In 2006, The Children’s Society appointed a development worker to establish a Newcastle-based service for young people going missing after research identified a growing problem. Scarpa was launched at Brunswick Methodist Church in the city centre in November 2007, in partnership with Barnardo’s, which remained involved until 2010. The scheme now operates in Newcastle, North and South Tyneside, Gateshead, Sunderland and Northumberland.

ACTION

Young people who have gone missing can access the programme following “return interviews”, which Scarpa is contracted by councils to conduct within 72 hours of their return. Young clients are increasingly those identified as priority cases by M-SET (Missing, Sexual Exploitation and Trafficking) groups – multi-agency sub-groups of each authority’s safeguarding children board.

Scarpa also takes referrals from agencies such as police, social care and schools and young people can refer themselves. There are three Newcastle-based Scarpa workers and one each for Gateshead, South Tyneside, North Tyneside and Sunderland, plus three specialist workers for black and minority ethnic communities, young men, and young women aged 16 to 21. In their initial discussion with the young person, the workers assess factors such as social media use, who young clients meet and where, what happens with that person, substance use and their number of missing episodes.

Staff use a measure developed in-house called the Holistic Assessment and Referral Tool (Hart) to assess clients’ risk level and determine the support they need. Those with the lowest scores – around one third of clients – are rated green and receive between two and four “Safe Choices” sessions, individually or in groups. Workers use quizzes and other activities to help clients think through the risks of going missing, understand and identify abuse, and build the self-esteem they need to exit risky situations, stay safe and pursue ambitions. “For many, that’s what makes the difference,” explains the charity’s North East area manager, Ben Dickenson. “They’re mainly teenagers who’ve gone missing once or twice, trying stuff out, but aren’t yet aware going to that party could put them at risk of sexual exploitation or assault.”

Around 40 per cent of clients are rated amber, and may receive longer-term one-to-one support on top of these sessions. Red cases require around 12 months of intensive one-to-one support to tackle the complex issues that have led them into sexually-exploitative situations. This could involve working with their families and advocating for them at safeguarding strategy meetings.

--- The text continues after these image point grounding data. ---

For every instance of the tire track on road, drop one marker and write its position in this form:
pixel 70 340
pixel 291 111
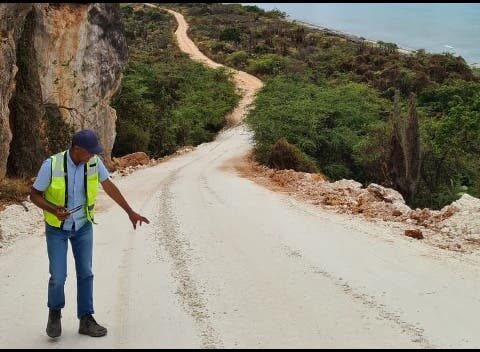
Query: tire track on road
pixel 178 247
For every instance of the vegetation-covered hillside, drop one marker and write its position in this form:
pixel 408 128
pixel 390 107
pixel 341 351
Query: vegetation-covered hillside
pixel 330 100
pixel 167 100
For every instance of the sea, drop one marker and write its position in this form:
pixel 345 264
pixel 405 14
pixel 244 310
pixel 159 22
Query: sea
pixel 436 27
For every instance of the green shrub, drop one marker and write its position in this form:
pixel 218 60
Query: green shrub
pixel 237 59
pixel 284 155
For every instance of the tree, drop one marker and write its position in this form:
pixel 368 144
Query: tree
pixel 405 155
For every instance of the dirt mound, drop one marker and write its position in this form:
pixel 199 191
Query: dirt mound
pixel 455 227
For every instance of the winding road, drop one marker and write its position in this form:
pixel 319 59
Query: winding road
pixel 226 263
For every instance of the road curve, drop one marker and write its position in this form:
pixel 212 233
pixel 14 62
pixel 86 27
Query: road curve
pixel 225 263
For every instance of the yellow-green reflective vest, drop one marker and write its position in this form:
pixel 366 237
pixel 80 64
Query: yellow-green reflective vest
pixel 57 194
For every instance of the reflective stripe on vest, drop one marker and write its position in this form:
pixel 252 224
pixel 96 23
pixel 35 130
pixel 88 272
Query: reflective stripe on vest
pixel 56 192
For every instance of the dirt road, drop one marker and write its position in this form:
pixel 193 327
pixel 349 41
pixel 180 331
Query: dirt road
pixel 225 263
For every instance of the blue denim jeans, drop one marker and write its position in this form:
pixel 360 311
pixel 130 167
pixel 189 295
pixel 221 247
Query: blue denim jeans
pixel 57 246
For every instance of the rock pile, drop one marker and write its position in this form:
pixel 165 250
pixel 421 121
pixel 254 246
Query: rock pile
pixel 455 226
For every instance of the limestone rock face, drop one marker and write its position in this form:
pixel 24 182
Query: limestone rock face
pixel 12 20
pixel 78 52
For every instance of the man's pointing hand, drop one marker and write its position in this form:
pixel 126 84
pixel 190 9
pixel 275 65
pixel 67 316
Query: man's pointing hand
pixel 135 217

Workers have maximum caseloads of 10 and meet young people at least once a week, discussing issues that may be pushing or pulling them away from home and referring them to specialist services and positive activities where appropriate. “Push” factors could be domestic issues such as parents’ drinking. “Pull” factors may include gifts or cash they receive from exploiters. It can be hard for disadvantaged young people to walk away, says Dickenson: “They may appear to be willingly engaging, but actually, they’re surviving.”

Young people are assessed again using Hart after a month. Their risk rating may well have increased because they have opened up and disclosed more. Longer-term clients are then assessed every three months. Some go on to join the Scarpa Squad, raising awareness of sexual exploitation and safety issues, by delivering presentations and group sessions to policymakers and young people.

OUTCOME

Of 304 participants receiving support between April 2014 and March 2015, 81 per cent stopped or reduced their missing episodes and 84 per cent saw positive change, according to data gathered by the charity. Emotional and mental wellbeing improved for 70 per cent while 71 per cent improved their safety and 68 per cent developed better relationships with friends and family. The programme also led to 123 clients embarking on positive activities such as the Scarpa Squad and 67 improving their engagement and attainment in education or employment.